Sentence Equivalence questions in GRE tests the ability of a candidate to arrive at a conclusion about how a passage should be completed on the basis of partial information, but to a greater extent, they focus on the meaning of the completed whole. Sentence Equivalence questions consist of a single sentence with just one blank, and they ask you to find two choices that lead to a complete, coherent sentence while producing sentences that mean the same thing.
- a single sentence
- one blank
- six answer choices
* Requires you to select two of the answer choices; no credit for partially correct answers.
Tips to crack Sentence Equivalence questions with greater efficiency
- Your command over the vocabulary plays an important role in performing well in the Sentence Equivalence Questions on the GRE exam. However, these questions test you not on your knowledge of anonyms or synonyms, but on your ability to identify the meaning of a word according to context. So, when you learn words, learn their usage in different contexts as well.
- When you approach any Sentence Equivalence question of the GRE, please make sure that you DO NOT look at the answer choices before you read the question completely. This is because each answer choice seems to be the best fit for the blank. So, it is wise to read the question carefully and look for a clue.
- Take help of the clue words such as the structural words, content words and tone indicators in the question. For instance, words such as and, since and thus signal a logical continuity of ideas, whereas words such as but, yet and although signal contrasting ideas.
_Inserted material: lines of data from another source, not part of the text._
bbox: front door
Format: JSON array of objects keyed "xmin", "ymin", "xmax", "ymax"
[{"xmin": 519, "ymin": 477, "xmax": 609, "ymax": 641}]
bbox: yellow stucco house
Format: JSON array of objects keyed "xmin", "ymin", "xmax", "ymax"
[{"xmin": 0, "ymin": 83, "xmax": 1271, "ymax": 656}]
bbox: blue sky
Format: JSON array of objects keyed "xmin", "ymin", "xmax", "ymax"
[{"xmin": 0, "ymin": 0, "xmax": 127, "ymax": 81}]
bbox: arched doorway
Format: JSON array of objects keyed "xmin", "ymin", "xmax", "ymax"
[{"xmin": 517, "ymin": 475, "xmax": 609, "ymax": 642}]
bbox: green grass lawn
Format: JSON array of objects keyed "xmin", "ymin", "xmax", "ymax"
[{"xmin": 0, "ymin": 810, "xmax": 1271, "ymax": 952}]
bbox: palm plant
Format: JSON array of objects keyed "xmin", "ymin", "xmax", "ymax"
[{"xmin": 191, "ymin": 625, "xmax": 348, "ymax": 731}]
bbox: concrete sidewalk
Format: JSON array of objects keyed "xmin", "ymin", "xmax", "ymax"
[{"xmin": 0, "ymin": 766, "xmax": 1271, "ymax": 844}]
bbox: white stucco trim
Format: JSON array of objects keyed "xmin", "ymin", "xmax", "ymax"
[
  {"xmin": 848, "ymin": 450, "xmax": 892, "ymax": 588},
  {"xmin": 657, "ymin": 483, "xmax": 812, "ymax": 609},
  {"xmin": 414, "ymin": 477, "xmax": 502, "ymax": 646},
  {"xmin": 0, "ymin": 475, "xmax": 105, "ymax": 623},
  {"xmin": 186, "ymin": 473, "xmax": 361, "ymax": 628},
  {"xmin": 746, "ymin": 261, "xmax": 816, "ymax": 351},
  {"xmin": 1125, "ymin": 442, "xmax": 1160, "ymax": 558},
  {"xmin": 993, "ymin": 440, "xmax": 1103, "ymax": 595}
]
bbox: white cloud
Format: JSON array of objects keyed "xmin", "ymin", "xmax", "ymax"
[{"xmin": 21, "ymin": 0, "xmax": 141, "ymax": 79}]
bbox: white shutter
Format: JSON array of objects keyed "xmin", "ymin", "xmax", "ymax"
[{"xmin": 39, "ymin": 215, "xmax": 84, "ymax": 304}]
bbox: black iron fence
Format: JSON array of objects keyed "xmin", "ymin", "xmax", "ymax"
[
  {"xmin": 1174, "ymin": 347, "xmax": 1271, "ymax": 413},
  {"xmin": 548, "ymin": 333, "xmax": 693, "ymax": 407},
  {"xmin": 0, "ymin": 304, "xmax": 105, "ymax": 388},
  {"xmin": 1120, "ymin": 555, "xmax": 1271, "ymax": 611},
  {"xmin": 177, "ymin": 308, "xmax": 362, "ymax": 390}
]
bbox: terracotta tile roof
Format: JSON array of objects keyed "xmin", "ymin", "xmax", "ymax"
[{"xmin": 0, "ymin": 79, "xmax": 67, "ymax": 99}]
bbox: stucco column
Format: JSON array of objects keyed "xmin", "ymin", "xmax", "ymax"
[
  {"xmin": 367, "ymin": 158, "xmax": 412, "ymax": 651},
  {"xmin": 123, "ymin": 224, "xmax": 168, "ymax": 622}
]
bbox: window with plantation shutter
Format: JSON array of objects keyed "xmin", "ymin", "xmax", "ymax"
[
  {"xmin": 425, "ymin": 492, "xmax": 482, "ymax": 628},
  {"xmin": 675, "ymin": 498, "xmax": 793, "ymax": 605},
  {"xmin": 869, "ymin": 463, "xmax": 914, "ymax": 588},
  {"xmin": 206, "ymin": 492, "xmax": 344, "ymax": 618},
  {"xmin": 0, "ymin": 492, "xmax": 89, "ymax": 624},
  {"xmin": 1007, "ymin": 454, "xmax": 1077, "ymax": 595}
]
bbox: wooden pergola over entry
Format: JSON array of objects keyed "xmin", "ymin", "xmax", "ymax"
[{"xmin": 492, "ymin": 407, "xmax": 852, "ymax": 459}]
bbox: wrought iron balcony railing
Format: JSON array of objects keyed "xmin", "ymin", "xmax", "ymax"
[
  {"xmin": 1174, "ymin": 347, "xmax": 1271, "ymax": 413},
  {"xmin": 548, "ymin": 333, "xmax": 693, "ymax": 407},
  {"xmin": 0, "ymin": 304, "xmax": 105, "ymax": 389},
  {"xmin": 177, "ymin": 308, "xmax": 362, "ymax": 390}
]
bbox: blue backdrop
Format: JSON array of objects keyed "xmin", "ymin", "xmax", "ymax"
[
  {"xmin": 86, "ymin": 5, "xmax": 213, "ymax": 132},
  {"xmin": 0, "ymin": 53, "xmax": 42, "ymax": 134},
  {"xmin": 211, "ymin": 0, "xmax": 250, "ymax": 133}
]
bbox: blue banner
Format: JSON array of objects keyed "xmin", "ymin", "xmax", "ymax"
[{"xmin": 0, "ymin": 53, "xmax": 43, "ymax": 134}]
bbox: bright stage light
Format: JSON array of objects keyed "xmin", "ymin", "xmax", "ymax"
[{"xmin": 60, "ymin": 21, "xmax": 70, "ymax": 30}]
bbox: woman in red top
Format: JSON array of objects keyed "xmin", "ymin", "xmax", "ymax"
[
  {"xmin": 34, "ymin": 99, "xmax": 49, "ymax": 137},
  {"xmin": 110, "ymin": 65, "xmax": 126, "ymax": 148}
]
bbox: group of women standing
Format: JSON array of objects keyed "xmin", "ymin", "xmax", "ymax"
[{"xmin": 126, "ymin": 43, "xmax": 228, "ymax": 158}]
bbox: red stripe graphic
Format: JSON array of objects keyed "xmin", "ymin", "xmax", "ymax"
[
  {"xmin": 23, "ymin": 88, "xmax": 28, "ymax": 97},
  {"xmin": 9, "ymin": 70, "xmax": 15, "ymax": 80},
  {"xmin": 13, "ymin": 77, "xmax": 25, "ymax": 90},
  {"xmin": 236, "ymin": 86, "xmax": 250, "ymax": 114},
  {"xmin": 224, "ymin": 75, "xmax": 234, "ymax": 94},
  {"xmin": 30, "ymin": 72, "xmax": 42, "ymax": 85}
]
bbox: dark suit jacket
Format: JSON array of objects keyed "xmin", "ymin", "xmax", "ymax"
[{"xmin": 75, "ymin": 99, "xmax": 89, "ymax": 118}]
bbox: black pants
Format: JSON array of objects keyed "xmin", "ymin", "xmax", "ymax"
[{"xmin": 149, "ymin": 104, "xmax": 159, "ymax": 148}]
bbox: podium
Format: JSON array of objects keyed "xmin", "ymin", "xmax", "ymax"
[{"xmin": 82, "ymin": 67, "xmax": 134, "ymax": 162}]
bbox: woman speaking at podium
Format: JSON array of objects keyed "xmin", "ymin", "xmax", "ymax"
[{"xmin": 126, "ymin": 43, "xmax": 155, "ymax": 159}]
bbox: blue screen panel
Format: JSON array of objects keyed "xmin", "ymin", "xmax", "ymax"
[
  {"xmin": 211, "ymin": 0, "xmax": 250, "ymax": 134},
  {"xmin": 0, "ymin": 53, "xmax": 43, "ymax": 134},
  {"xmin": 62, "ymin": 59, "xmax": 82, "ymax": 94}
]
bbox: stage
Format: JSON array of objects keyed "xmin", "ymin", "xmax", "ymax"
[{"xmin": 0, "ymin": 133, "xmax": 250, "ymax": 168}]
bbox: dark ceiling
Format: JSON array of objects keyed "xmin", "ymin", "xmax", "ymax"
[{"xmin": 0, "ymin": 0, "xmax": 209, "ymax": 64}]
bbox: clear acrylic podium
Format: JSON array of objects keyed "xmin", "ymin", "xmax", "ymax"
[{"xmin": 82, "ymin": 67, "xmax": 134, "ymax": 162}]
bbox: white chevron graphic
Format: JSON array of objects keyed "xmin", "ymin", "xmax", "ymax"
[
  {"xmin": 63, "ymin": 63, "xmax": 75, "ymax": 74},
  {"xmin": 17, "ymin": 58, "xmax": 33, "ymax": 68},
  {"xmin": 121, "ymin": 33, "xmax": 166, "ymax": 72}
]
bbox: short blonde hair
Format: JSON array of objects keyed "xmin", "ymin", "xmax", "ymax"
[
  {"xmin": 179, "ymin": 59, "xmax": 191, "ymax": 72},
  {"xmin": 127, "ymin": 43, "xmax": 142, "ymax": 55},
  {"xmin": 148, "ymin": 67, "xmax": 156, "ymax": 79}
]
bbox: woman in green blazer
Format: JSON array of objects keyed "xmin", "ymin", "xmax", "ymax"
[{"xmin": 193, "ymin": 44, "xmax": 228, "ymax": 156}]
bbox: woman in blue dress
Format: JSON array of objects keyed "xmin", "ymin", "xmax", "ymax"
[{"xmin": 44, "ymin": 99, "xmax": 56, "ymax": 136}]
- Anticipate the word or phrase that best fits the blank. This can be done with the help of the clue words that are mentioned above.
- Now scan the answer choices and look for two answer choices which are equivalent in meaning to your predicted word. If you find some word that is similar to what you are expecting but cannot find a second one, see whether there are other words among the answer choices that can be used to fill the blank coherently.
- Remember! When you see a pair of synonyms, you may be tempted to choose them as the answer choices. However, it might not be the case because you are required to select two answer choices – if used in the blank – which would produce two sentences that are similar in meaning.
- When you eliminate or retain answer choices, make sure you consider the secondary meanings as well as their primary meanings. Frequently, test makers mislead you by using familiar words in an unfamiliar way.
- Consider each and every option before retaining or eliminating it. Even though you are very sure of the correct answer choices, never eliminate any of the other options without ever looking at each of them.
- Eliminate as many wrong answers as you can before you finalize the answer. It is always beneficial to choose two best options from three unsure choices rather than choosing two best options from four or five unsure choices. Behold! A wise guess is always better than a wild guess.
- Once the answer choices are fixed, make sure you read the selected options back into the sentence to check for logical and stylistic suitability.